My daughter Sophie just turned 20. She’s a sweet, smart, funny, strong, beautiful kid who for the last 18 years has navigated through this often cold, cruel, confusing, challenging world without the love and nurturing of her mother. That’s because her mother was brutally murdered in 2006.
Sophie’s mom is Adrienne Shelly. Adrienne died at 40 just as every wish she’d ever had was coming true. She was deeply in love, relishing motherhood, and about to experience the level of career success she worked hard to achieve and knew would someday come.
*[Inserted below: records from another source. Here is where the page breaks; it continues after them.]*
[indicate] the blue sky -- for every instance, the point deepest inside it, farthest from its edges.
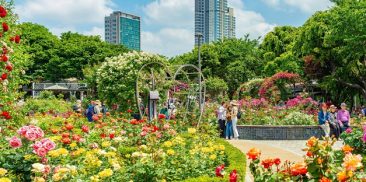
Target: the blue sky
(167, 25)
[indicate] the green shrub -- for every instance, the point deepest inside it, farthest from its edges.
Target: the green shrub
(45, 105)
(235, 160)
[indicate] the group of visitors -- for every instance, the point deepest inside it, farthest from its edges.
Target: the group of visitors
(228, 115)
(94, 108)
(334, 122)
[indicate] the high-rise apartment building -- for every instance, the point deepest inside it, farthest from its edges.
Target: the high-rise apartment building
(214, 20)
(123, 28)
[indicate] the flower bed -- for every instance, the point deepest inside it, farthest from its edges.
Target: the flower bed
(321, 163)
(55, 148)
(296, 111)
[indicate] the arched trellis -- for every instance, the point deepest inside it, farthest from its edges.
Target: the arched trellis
(151, 65)
(202, 87)
(248, 86)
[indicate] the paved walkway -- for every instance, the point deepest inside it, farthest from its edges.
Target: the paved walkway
(290, 150)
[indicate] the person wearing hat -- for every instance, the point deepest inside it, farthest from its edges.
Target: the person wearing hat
(323, 118)
(344, 117)
(234, 118)
(97, 107)
(335, 128)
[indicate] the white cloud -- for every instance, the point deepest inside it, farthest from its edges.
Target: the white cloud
(176, 21)
(65, 11)
(67, 15)
(96, 31)
(307, 6)
(168, 41)
(249, 22)
(172, 13)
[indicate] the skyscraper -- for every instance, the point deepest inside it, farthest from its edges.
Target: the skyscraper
(123, 28)
(214, 20)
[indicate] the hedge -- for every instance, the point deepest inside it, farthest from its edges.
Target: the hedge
(236, 160)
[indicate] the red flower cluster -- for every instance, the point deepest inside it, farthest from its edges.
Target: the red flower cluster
(220, 170)
(6, 115)
(270, 81)
(233, 176)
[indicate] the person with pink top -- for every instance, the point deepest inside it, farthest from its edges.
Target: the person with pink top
(343, 117)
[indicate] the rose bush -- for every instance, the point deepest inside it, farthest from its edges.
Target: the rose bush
(321, 163)
(66, 147)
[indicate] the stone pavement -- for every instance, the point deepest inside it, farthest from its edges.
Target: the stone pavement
(290, 150)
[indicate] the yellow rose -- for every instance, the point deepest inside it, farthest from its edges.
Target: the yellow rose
(73, 145)
(3, 171)
(213, 157)
(192, 130)
(105, 173)
(39, 179)
(168, 144)
(5, 180)
(106, 144)
(170, 152)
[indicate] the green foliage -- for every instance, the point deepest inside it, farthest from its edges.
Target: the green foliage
(235, 160)
(233, 60)
(117, 76)
(215, 86)
(56, 58)
(45, 105)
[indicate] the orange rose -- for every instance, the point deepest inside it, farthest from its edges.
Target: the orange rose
(253, 153)
(352, 162)
(299, 169)
(325, 179)
(347, 149)
(342, 176)
(311, 142)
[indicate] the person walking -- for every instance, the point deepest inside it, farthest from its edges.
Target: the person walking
(221, 116)
(343, 117)
(335, 128)
(229, 123)
(234, 117)
(323, 118)
(97, 107)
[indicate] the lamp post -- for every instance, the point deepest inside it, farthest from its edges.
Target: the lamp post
(199, 37)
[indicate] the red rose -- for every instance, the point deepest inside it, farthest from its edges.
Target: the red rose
(66, 140)
(85, 128)
(95, 117)
(17, 39)
(15, 142)
(4, 76)
(103, 135)
(277, 161)
(111, 136)
(219, 171)
(233, 176)
(4, 58)
(65, 135)
(5, 27)
(2, 12)
(69, 127)
(9, 67)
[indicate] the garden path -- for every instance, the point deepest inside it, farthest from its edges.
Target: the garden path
(290, 150)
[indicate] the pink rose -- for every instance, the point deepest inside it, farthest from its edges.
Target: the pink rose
(15, 142)
(143, 133)
(48, 144)
(41, 152)
(37, 145)
(166, 126)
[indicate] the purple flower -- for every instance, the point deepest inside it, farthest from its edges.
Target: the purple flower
(349, 130)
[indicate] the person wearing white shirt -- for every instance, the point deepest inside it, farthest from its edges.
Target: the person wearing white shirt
(221, 116)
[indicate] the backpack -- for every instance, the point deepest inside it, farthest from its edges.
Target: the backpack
(239, 115)
(90, 111)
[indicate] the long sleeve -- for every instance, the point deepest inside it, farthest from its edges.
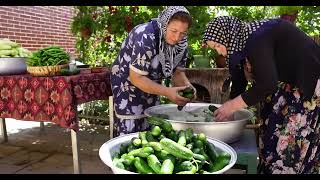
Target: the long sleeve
(261, 57)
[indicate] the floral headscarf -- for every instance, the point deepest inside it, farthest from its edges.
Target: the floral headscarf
(231, 32)
(170, 56)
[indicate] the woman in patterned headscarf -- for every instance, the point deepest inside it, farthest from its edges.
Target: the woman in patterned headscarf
(283, 64)
(152, 51)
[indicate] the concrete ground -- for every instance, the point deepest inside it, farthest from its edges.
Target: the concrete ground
(31, 151)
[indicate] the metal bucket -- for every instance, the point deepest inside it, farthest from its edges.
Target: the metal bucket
(110, 147)
(228, 132)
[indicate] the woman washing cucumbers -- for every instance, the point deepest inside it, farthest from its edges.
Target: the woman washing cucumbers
(152, 51)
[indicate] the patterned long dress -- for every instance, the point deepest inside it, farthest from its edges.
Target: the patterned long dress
(290, 136)
(138, 52)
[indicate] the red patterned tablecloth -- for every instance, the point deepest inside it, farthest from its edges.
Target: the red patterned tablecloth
(51, 99)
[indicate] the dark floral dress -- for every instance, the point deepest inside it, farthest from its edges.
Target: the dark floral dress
(139, 52)
(290, 137)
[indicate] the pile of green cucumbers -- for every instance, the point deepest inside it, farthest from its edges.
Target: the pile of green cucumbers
(49, 56)
(162, 150)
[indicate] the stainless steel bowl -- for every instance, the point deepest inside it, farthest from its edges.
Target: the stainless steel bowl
(13, 65)
(228, 132)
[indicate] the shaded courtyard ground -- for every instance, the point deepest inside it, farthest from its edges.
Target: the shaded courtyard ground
(31, 151)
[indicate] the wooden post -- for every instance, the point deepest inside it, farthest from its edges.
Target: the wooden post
(75, 152)
(3, 130)
(111, 113)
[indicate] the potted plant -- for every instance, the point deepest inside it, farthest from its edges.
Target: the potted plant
(48, 61)
(289, 13)
(83, 23)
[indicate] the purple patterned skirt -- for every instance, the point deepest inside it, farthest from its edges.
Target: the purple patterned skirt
(289, 138)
Adrienne had written a script called WAITRESS. On a shoestring budget, and championed by her producer Michael Roiff, she shot the film in about 20 days. At the time of her death she was waiting to learn if the movie would earn a coveted spot at the 2007 Sundance Film Festival.
Sadly, she’d never know. She was killed five days before the call came.
WAITRESS became the darling of the festival, was snapped up by Fox Searchlight for almost $4-million, and went on to earn $20-million at the box-office several months later. It was tied with BUG for 4th highest-grossing film over its Memorial Day weekend release behind the big-budget studio blockbusters PIRATES OF THE CARIBBEAN: AT WORLD’S END, SHREK THE THIRD and SPIDERMAN-3.
This beloved little gem would’ve likely soared to $100-million (following in the footsteps of other incredible little indies like JUNO) had it not been edged out of multiplex screens by these giant films, and by another blockbuster, KNOCKED UP, which was released a week later. Timing is everything.
But the WAITRESS story didn’t stop there. A decade later it became a smash Tony-nominated Broadway musical which ran for an historic four years.
Adrienne never lived to see any of it.
And she never lived to see her other creation, Sophie, grow into an amazing young woman.
And Sophie never got to spend these past 18 years of her life with the woman who she is constantly told was one of the nicest, kindest, smartest, funniest, most talented, most generous human beings they’d ever met.
And I continue to mourn for Sophie, who despite being dealt the shittiest hand a child could be dealt, bravely plows her way through this world carrying the weight and burden of tragedy and grief like a true champion.
And I continue to marvel at the incredible human being she’s become. Just like her mom, who lives on through her. What a gift to us all.